Using DateFormatSymbols
ensures that the SimpleDateFormat
can be used for both parsing and formatting.
The advantage of this solution, as opposed to my other answer, is that you are not susceptible to the JDK changing a particular locales formatting in future versions, and/or other JDK implementations.
The following example uses the standard formatting for US English, but overriding the AM/PM texts to be uppercase with periods.
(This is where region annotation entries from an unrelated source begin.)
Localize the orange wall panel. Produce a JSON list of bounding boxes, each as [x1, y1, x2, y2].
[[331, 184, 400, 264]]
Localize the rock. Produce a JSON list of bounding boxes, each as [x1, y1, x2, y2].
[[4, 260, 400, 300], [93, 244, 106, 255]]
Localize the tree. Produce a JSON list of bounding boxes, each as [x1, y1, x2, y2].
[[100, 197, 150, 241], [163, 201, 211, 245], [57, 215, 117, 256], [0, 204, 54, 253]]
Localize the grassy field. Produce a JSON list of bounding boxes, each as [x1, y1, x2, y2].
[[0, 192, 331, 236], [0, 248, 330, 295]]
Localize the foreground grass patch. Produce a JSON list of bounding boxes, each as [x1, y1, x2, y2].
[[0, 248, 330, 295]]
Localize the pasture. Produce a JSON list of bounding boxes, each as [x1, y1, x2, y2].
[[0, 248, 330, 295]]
The example shows that both parsing and formatting works.
DateFormatSymbols symbols = DateFormatSymbols.getInstance(Locale.US);
symbols.setAmPmStrings(new String[] { "A.M.", "P.M." });
SimpleDateFormat fmt = new SimpleDateFormat("hh:mm a", symbols);
Calendar cal = Calendar.getInstance();
cal.setTime(fmt.parse("10:23 A.M."));
cal.add(Calendar.MINUTE, 500); // 8 hrs 20 mins
System.out.println(fmt.format(cal.getTime())); // prints: 06:43 P.M.